Observation data (J2000 epoch)
- Constellation: Pegasus
- Right ascension: 22^{h} 43^{m} 19.9401^{s}
- Declination: +34° 00′ 05.522″
- Redshift: 0.022419
- Heliocentric radial velocity: 6721 ± 6 km/s
- Distance: 307.5 ± 21.6 Mly (94.29 ± 6.61 Mpc)
- Group or cluster: NGC 7331 Group (LGG 459)
- Apparent magnitude (V): 13.8

Characteristics
- Type: SAB(s)d?
- Size: ~23,700 ly (7.28 kpc) (estimated)
- Apparent size (V): 1.1′ × 0.9′

Other designations
- IRAS 22409+3344, 2MASX J22431991+3400052, MCG +06-49-078, PGC 69580, CGCG 514-102

= NGC 7363 =

Galaxy in the constellation Pegasus

NGC 7363 is a barred spiral galaxy in the constellation of Pegasus. Its velocity with respect to the cosmic microwave background is 6393 ± 24 km/s, which corresponds to a Hubble distance of 	94.29 ± 6.61 Mpc (~308 million light-years).
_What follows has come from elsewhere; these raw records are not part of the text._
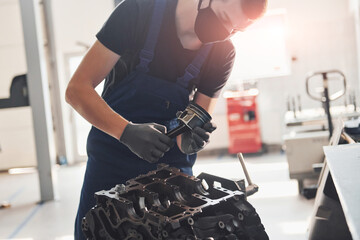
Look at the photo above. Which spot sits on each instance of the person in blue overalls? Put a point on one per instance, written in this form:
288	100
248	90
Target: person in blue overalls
155	56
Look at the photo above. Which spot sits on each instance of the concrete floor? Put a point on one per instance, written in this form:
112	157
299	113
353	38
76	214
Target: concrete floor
284	213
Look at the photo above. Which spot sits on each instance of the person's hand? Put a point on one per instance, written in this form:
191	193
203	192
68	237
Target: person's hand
195	140
148	141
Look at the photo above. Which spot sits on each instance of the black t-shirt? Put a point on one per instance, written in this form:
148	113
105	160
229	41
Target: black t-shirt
125	33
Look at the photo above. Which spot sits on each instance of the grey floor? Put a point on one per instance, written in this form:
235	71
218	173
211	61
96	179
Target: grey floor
284	213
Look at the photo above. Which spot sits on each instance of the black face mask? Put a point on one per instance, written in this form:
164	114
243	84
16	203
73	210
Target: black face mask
208	26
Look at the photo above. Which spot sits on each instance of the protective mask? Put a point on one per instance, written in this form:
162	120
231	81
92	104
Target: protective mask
208	26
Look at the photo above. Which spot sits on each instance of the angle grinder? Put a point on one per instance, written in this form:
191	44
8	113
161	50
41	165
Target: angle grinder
193	116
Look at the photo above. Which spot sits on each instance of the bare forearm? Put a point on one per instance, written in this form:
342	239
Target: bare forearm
85	100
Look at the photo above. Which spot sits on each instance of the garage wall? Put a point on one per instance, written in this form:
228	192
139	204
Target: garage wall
321	36
12	52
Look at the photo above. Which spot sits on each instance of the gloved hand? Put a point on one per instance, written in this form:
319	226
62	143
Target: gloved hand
148	141
195	140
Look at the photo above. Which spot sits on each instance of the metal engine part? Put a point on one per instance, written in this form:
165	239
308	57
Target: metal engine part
168	204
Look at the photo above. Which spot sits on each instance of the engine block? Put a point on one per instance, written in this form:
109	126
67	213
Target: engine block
168	204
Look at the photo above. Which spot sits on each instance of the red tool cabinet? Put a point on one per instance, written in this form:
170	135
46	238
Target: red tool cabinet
243	122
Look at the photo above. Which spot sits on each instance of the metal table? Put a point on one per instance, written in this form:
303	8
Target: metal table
344	165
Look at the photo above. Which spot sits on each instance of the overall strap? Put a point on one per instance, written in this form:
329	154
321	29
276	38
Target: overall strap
147	53
192	71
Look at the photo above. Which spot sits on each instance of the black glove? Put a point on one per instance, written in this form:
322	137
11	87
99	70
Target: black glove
148	141
195	140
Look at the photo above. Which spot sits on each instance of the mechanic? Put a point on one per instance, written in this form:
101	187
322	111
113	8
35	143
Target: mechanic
155	56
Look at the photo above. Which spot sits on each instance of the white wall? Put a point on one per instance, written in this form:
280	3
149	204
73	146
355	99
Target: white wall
321	35
12	52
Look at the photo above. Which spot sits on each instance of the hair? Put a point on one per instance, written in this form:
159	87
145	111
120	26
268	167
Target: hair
254	9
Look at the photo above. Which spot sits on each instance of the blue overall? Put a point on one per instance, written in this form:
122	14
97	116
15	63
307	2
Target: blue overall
139	98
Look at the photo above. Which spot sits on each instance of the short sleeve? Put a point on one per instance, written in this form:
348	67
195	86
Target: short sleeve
117	33
217	69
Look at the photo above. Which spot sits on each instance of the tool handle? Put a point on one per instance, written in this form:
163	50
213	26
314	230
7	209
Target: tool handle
177	131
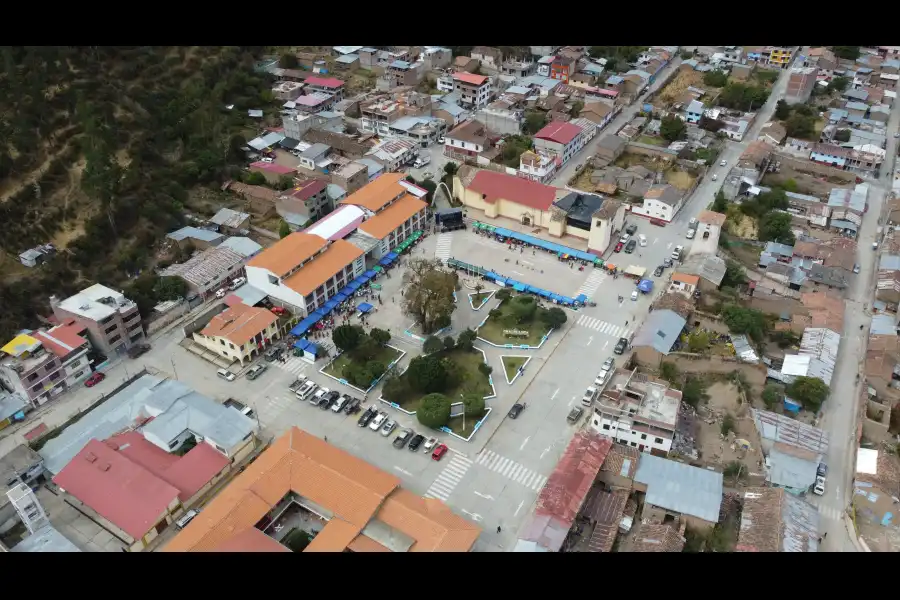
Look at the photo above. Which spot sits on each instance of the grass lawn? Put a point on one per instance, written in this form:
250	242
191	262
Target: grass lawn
456	425
493	328
511	365
385	355
479	298
472	379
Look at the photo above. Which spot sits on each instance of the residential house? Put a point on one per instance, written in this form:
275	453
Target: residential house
474	90
136	490
792	448
801	82
660	202
239	333
231	222
112	321
304	271
675	490
380	517
565	493
773	520
657	336
491	58
195	237
562	68
637	410
709	228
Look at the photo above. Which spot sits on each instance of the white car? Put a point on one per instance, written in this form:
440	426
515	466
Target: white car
388	428
377	421
819	488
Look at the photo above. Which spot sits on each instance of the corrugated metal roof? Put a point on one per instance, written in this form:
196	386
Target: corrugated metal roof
681	488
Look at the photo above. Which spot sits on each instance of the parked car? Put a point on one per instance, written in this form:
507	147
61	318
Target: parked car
378	421
94	379
388	428
440	451
401	440
574	415
367	416
137	350
416	442
255	371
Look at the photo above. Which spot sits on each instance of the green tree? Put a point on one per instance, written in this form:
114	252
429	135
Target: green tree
428	293
810	391
698	341
347	337
534	121
782	110
474	405
426	374
432	344
776	226
715	78
748	321
466	340
555	317
288	61
380	336
672	128
771	396
694	392
434	411
169	288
It was discovered by German astronomer Heinrich d'Arrest on 27 August 1865.

== NGC 7331 Group ==
According to A. M. Garcia, NGC 7363 is part of the five member NGC 7331 group (also known as LGG 459). The other galaxies in the group are: NGC 7320, NGC 7331, UGC 12082, and UGC 12060.

==Supernova==
One supernova has been observed in NGC 7363.
- SN 2023abdq (Type II, mag. 18.69) was discovered by the Gaia Photometric Science Alerts on 22 December 2023.